Triumph obviously doesn’t know diddly squat about Christianity, or he’d know that the LDS Church is Christian. I mean, the church is called the Church of Jesus Christ of Latter-day Saints, for heaven sakes. You can’t get much more Christian than that.
While I have a few misgivings about Mitt Romney, I see no other Republican rising to his level. He looks, talks, and acts Presidential, plus his new book, “No Apologies”, is right on target. You won’t see President Romney jetting all over the world apologizing for our existence and bowing from the waist like Barack Obama does. Obama makes me ashamed to be an American; I just want to crawl inside a hole every time I see him in public.
Merely putting the word “Jesus Christ” in your name doesn’t make you Christian. Muslism believe Jesus Christ was the messiah as well. Does that make them Christian too?
Mormonism has major theological differences with Christianity on things like the nature of God, eschatology, etc. While it certainly developed from Christianity, I wouldn’t consider a Mormon to be Christian anymore than I would consider a Christian to be Jewish.
My issues with Romney are, well, the issues. It appears that he has no real stance other than getting elected. His religion IMO is a non-point. However it does make me laugh to hear Mormons getting all mad about being told they’re not Christian. Mormons have been telling mainstreams Christians that they’re churches are apostate since day 1. Whats the difference?
Religion shouldn’t be part of any of this election however LDS and Evangelicals alike will consider it when choosing who to vote for.

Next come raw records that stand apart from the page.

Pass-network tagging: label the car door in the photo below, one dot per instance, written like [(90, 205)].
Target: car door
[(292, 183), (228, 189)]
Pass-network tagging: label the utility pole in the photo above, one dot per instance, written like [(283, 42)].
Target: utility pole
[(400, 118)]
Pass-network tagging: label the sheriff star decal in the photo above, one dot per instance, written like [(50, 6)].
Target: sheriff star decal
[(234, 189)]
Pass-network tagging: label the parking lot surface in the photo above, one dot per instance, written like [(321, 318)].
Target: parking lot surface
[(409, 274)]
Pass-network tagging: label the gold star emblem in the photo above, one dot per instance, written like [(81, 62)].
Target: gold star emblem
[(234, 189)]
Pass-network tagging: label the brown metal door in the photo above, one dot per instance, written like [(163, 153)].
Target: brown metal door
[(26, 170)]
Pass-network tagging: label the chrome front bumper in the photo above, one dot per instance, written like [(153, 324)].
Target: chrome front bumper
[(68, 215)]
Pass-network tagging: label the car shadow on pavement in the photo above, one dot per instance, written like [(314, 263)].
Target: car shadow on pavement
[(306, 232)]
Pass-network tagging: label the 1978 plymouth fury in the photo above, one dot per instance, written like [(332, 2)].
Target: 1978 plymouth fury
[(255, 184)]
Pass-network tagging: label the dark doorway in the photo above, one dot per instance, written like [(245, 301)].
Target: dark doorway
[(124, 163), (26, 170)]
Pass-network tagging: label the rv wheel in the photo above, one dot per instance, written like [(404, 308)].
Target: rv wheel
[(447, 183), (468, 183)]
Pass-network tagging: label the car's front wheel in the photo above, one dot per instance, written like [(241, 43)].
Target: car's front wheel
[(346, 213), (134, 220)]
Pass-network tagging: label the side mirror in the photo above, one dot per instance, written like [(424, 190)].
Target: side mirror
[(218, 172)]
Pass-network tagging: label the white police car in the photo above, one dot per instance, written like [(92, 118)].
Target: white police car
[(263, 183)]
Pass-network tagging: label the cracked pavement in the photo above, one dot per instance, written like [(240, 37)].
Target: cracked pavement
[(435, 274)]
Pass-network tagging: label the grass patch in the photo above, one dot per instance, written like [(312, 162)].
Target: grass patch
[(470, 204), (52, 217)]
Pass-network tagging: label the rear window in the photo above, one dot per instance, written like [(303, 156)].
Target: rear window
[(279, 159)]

Unfortunately for Mitt the majority doesn’t like his.
You know the old saying, “The only thing religions hate more than non-believers? Competing religions.”
And you are basing your opinion of United Trinity based on all the times you have personally visited it rather than simply just repeating uninformed gossip, right?
No?
For shame. As a fellow LDS member, I find your defense of LDS criticisms as well as your ad hominem attack on another faith to be weak at best and painfully silly at worse.
If you don’t want people to engage in unfounded attacks on the LDS church, it is often best not to engage in unfounded attacks on other faiths. I seem to remember Christ preaching about “Doing unto others as you would have them do unto you.”
“Oily” is a great word for Romney. Prior to the 2008 primaries, I didn’t know that much about him; he had a reputation as a serious MBA-type. (Then again, Bush did in the early days, too.) Then he proved to be a panderer of the highest order. Kerry 2004 had nothing on him. It feels like he’s hired a PR company to do whatever it takes to get him to the presidency. Utterly fake. If he did get elected, I suspect he’d be more tolerable than any other R you’ve mentioned (not sure about Johnson, who was my governor (!)), but I can’t support someone so oily.